И вот Аркадий Долгорукий оказывается вдруг как бы в роли юного витязя на духовно-нравственном перепутье; сначала его сознанием овладевает Версилов, но встреча с Макаром вновь переворачивает его душу, и он мечется, ибо правда как будто и там и здесь, и, наконец, сознает: только там или только здесь — не вся правда. Но где, в чем она вся?
Достоевский в конце концов решил не давать однозначного ответа: пусть его герой, Подросток, останется на этом распутье, в том состоянии, в котором, как считал писатель, и находится сейчас молодое поколение. Пусть оно, прочитав его роман, узнает себя, осознает это свое состояние витязя на перепутье, пусть само выработает свое решение, но пусть осознается оно именно как необходимость богатырства, готовности на великий подвиг. В этом главное — остальное подскажет сама жизнь...
«Дети странный народ, они снятся и мерещатся» — так начал он рассказ «Мальчик с ручкой» в «Дневнике писателя», рассказ о семилетнем ребенке, которого в лютый мороз родители выгоняют на улицу попрошайничать, стоять «с ручкой», пока не наберется копеечек на бутылку водки, — сам не однажды наблюдал подобные сцены.

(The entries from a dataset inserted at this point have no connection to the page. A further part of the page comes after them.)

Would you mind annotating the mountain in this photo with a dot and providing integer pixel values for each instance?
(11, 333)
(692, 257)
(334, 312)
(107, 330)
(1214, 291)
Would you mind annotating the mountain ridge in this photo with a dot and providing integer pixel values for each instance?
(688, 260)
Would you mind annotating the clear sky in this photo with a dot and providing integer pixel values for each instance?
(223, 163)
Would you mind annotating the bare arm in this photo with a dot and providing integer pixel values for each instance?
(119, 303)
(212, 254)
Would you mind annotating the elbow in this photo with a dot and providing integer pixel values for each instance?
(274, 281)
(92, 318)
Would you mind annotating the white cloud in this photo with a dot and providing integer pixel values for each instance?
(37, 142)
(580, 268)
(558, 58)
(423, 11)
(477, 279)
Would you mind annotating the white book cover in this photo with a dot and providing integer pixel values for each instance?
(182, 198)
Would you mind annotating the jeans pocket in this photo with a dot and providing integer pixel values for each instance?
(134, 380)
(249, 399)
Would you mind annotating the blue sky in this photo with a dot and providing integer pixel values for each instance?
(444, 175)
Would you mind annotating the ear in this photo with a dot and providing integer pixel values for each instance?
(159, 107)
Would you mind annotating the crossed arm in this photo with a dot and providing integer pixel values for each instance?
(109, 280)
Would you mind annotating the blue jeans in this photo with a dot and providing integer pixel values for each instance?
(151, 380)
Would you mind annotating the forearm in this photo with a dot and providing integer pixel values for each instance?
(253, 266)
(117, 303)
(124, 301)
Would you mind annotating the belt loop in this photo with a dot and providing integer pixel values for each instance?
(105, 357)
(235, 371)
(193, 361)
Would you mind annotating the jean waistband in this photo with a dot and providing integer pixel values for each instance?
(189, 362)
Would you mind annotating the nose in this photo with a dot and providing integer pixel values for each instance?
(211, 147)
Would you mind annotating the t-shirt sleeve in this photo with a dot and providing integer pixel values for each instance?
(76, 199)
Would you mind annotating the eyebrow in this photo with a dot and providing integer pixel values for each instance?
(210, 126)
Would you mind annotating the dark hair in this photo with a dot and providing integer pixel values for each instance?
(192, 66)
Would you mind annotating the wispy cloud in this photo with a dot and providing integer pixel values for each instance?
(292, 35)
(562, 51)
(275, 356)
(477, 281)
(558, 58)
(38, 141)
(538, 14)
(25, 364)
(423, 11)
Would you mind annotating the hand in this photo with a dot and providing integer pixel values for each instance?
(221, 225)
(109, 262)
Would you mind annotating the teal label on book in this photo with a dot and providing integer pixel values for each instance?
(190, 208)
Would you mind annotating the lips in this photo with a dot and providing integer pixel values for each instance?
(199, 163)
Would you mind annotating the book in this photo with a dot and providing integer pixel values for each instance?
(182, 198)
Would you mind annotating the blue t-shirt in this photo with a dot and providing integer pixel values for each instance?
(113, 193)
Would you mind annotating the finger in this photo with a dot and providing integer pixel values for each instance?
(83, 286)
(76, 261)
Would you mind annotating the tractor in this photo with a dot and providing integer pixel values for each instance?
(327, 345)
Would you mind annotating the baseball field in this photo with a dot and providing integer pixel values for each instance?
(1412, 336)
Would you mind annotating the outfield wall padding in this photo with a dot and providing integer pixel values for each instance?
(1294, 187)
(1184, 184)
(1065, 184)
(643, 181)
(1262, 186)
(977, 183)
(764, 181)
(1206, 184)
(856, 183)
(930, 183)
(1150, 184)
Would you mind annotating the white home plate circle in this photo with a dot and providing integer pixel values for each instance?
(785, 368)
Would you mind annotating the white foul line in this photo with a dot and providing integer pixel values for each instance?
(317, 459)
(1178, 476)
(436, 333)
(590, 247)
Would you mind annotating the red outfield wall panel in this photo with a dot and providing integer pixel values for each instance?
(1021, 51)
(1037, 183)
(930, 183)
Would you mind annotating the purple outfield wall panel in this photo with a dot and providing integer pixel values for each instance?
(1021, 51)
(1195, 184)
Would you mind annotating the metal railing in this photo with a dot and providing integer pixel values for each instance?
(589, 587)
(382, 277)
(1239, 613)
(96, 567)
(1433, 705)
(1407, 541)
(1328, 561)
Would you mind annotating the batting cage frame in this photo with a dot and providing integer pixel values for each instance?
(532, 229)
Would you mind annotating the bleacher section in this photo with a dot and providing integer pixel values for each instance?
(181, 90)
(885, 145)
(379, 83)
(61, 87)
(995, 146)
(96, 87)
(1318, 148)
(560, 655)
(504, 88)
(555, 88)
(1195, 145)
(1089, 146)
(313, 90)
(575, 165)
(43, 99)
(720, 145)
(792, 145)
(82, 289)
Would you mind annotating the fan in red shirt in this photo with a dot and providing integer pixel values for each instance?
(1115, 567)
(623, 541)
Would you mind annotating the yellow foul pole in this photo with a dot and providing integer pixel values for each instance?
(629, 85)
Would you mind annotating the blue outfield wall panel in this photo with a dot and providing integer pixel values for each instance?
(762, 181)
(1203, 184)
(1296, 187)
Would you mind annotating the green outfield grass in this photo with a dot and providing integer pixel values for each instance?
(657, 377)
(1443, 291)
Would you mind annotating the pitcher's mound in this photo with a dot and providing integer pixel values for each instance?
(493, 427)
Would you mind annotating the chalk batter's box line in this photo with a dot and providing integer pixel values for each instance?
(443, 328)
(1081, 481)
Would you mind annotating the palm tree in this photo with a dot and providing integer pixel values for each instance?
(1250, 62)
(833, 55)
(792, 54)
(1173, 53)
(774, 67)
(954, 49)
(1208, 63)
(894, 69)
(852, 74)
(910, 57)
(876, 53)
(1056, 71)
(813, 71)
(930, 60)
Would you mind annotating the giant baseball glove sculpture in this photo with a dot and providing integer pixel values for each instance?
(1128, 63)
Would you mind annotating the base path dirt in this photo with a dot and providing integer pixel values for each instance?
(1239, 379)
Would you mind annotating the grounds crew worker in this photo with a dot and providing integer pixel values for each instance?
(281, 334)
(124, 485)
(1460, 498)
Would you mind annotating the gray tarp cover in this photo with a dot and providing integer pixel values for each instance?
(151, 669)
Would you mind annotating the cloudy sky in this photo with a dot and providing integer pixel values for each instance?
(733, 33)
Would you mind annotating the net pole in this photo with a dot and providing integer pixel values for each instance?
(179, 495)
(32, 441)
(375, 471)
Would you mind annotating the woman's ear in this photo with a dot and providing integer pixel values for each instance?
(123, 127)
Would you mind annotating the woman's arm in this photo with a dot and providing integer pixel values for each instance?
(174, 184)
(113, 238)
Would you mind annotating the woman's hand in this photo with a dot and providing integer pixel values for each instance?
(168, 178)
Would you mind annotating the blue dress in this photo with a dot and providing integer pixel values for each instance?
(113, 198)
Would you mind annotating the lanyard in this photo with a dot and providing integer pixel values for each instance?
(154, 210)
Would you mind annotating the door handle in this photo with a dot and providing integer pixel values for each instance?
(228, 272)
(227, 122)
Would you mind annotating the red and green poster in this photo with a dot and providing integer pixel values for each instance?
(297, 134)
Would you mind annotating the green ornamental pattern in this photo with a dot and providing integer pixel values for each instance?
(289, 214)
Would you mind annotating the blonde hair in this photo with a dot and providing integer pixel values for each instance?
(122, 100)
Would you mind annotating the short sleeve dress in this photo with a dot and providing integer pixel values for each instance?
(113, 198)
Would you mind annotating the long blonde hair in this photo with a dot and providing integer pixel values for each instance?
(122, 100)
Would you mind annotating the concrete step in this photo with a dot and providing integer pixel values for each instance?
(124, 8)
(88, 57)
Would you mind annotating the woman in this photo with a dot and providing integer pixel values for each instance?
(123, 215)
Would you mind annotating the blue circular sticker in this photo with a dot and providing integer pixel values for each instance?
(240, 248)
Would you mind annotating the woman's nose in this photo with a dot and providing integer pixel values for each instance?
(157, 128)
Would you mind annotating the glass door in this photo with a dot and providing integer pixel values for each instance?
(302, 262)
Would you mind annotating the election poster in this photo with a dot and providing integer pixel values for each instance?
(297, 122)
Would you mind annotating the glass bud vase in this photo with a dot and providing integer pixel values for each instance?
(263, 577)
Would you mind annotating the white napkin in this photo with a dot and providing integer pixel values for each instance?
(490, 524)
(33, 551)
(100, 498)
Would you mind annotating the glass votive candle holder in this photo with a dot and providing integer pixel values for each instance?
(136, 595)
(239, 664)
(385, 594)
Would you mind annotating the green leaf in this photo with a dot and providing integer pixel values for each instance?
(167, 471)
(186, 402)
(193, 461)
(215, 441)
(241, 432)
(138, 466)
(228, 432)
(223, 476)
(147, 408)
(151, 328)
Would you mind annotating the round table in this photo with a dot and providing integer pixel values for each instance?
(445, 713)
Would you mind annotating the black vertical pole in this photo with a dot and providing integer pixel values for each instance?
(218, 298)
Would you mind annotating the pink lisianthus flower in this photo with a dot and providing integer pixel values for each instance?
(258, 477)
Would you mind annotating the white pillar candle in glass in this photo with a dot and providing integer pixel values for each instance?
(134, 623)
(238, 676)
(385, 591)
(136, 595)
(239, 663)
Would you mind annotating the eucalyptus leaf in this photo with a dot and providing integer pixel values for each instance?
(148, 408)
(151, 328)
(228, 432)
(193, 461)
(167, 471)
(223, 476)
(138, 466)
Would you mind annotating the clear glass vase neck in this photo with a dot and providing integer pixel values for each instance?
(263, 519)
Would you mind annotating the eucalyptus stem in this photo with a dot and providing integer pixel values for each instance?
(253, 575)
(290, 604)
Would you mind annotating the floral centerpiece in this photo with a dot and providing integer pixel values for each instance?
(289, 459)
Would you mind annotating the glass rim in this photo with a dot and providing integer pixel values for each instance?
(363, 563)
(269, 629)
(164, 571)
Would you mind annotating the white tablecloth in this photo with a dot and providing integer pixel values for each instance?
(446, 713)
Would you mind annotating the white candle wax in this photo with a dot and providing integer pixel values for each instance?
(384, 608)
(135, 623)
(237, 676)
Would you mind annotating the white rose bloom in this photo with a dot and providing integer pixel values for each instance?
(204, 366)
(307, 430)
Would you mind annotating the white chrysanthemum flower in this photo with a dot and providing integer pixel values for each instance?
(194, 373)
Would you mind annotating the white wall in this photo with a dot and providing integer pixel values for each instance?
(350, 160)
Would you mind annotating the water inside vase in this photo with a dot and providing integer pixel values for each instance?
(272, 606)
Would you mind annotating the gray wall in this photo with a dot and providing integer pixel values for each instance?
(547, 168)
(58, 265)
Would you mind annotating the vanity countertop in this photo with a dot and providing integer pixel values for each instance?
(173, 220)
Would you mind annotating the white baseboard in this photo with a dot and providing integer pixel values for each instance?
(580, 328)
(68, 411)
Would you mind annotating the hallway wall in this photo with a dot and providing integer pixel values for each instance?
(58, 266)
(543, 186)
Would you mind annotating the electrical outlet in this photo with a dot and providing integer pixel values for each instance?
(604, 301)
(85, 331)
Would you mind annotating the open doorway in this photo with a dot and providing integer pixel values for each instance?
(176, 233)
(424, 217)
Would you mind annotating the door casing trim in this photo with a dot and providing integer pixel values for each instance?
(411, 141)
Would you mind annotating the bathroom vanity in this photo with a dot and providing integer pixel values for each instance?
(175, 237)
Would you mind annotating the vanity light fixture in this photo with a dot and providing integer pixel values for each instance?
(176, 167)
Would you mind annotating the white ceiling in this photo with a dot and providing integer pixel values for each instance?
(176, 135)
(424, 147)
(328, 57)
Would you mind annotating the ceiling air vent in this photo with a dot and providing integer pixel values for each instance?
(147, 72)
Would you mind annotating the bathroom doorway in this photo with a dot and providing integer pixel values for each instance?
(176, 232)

Вместе с Кони он посещает колонию малолетних преступников, воспитательный дом, просиживает днями на судебных заседаниях, касающихся детей. Некто Кроненберг, банкир, привлечен за иезуитское истязание своей семилетней дочки и... оправдан; молодая крестьянка Корнилова, будучи беременна и явно находясь в состоянии аффекта, столкнула с четвертого этажа шестилетнюю падчерицу. Бог спас — девочка отделалась испугом, но женщина приговорена к двум годам и восьми месяцам каторги и к последующему поселению в Сибири. Достоевский, возмущенный решениями отечественных соломонов правосудия, начинает с ними яростную борьбу через свой «Дневник». Господин Спасович, адвокат Кроненберга, сумел «истязание» ребенка превратить в «воспитание», на которое-де отец имеет полное право, а что до форм этого «воспитания», то тут, мол, все дело в темпераменте воспитателя, за что же судить отца, уважаемого человека, можно сказать, благодетеля общества, поскольку — банкир! А вот к женщине, совершившей неумышленное преступление, у наших соломонов никакого снисхождения. А ведь вместе с ней они обрекают и двух детей: судьбу падчерицы нетрудно предугадать — отец, потерявший кряду двух жен, явно запьет, возненавидит свою дочь. Но судьба другого, еще не родившегося ребенка и, стало быть, уж и вовсе невинного, еще более жестока: одно только то, что он родится в каторге и уж, конечно, во всю жизнь станет за это ненавидеть мать свою, мучиться своим «происхождением» — все это в учет не берется... Страстные, психологически обоснованные выступления писателя производят впечатление. Корнилова оправдана. Муж с женой и ее падчерицей приходят благодарить своего спасителя. Но... что значит одна спасенная им душа в сравнении с тысячами и миллионами уже и не ждущих справедливости, уже и не верящих в саму возможность жить и поступать по правде, не говоря уже о том, чтобы по правде поступали с ними?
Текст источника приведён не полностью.